Walk in Your Patients’ Shoes
To treat the underlying condition of bottlenecks and boarding beyond simply adding resources, administrators should engage in “flow mapping.”
Flow mapping involves “walking in a patient’s shoes” from the moment he or she enters the door. Observe and note everything about the visit. Look for issues such as inadequate office space, suboptimal customer service, or work duplication. Take note of how long each part of the visit takes (for example, checking in, meeting with a medical technician before seeing a physician). Importantly, ask patients for feedback.

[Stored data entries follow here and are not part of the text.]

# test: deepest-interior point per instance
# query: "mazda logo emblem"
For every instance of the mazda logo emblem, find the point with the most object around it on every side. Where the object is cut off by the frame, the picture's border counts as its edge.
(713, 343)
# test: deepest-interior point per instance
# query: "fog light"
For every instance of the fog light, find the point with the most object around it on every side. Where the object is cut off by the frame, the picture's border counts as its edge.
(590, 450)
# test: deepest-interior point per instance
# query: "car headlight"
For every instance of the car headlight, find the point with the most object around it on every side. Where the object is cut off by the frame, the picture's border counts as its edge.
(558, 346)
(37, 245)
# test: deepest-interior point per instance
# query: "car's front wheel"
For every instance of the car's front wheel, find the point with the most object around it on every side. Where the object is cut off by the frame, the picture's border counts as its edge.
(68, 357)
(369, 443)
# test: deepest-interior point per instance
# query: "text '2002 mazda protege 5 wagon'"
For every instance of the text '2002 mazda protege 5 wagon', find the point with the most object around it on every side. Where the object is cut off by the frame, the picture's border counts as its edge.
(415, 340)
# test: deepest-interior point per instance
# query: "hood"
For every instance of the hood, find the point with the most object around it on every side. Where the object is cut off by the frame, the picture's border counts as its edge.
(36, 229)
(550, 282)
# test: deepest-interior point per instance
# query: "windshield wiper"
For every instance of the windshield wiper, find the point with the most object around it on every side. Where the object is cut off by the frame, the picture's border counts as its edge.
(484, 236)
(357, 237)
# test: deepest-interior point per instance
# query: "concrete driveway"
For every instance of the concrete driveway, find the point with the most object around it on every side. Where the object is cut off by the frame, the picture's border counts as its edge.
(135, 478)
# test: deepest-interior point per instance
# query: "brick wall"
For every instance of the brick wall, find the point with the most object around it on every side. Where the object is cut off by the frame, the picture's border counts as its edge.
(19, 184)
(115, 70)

The American Academy of Family Physicians has a helpful worksheet on evaluating your patient flow, taking into consideration where patients go when they enter your office, knowing what information is exchanged or what questions are asked of staff before patients see their physician, and knowing who, if anyone, patients speak to as they exit the facility after their visit (for instance, social workers, navigators, front-desk staff).
Avoid Tunnel Vision
Adam Arabian, PhD, an associate professor at Seattle Pacific University, warns that the flow-mapping approach must be multi-pronged. Arabian teamed up with an ED to research its patient flow, focusing on patient satisfaction and wait times. “There are so many variables in the system that models just don’t have,” he says, so it’s best to map more than just a single department to see how they interact. “For example, if you’re only mapping the ED, you’ll never know how long it will take to get a radiology consult because you don’t have the big picture.”

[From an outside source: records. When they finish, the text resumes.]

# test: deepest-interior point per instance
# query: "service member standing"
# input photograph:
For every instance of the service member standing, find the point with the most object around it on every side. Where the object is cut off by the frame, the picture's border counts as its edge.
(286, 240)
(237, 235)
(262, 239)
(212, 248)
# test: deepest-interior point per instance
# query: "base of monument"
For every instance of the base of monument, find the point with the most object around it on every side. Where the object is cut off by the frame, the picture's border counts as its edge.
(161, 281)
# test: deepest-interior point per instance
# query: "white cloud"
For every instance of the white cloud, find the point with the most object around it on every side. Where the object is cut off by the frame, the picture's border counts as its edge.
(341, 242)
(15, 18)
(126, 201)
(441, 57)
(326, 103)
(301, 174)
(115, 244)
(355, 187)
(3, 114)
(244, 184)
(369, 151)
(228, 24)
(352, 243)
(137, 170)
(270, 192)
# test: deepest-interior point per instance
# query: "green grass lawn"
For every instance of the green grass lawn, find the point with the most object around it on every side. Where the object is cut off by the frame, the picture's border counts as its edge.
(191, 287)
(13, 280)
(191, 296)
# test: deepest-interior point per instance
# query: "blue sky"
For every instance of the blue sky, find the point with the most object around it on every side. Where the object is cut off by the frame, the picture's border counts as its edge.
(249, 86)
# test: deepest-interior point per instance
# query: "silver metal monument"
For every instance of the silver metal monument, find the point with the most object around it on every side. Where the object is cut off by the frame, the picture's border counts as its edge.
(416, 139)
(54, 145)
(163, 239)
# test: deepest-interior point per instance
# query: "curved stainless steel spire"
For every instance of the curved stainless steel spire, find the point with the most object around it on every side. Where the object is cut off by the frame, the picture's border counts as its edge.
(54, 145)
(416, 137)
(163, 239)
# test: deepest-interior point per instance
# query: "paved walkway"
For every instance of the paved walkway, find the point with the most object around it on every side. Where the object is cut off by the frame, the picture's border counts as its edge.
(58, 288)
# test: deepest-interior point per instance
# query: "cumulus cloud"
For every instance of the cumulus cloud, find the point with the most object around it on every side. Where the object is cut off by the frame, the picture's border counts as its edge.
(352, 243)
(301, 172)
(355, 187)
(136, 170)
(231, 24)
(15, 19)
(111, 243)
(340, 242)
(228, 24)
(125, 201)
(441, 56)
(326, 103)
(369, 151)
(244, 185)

To help health care facilities incorporate a multifaceted approach, The Joint Commission (TJC) has created standards for improving patient flow. For instance, TJC suggests creating processes that address what happens when a facility is at capacity and cannot admit new patients; how to set, measure, and review goals for efficient patient flow; how to manage boarding (and reduce the duration of boarding when it is necessary); how to better coordinate care by using multidisciplinary teams that include behavioral health specialists; and how to take action when patient flow goals are not met.
Engage Patients
Many health care professionals are also turning to technology to involve patients in improving patient flow. For example, Ya-Ling Liou, DC, a chiropractor based in Seattle, WA, has switched to an automated, online-based scheduling system called AppointmentQuest.
“I’m unwilling to compromise in other areas of patient interactions, so scheduling seemed like the best thing to automate,” she says. She occasionally sees patients who prefer to schedule their appointments by phone, but “even the least tech-savvy patients use email,” she says.
Liou is also keeping pace with shifting demographics and increased levels of computer literacy by developing an online portal, where her patients can learn everyday pain-management techniques. Online programs like hers, which empower patients to take control of their medical needs, can improve patient flow by educating and helping patients prevent an illness from becoming an emergency.
No Single Solution
Because optimizing patient flow involves a multifaceted approach, no single solution exists. Each clinic, health care facility, and department is different; what works for one does not necessarily work for others. Consider testing incremental changes, setting small yet attainable goals, measuring the effects of a single change at a time, and reviewing the impact of those changes as you go. Institution-wide changes on a massive scale aren’t typically successful; rather, research suggests that smaller changes can result in immediate, measurable improvements in patient flow.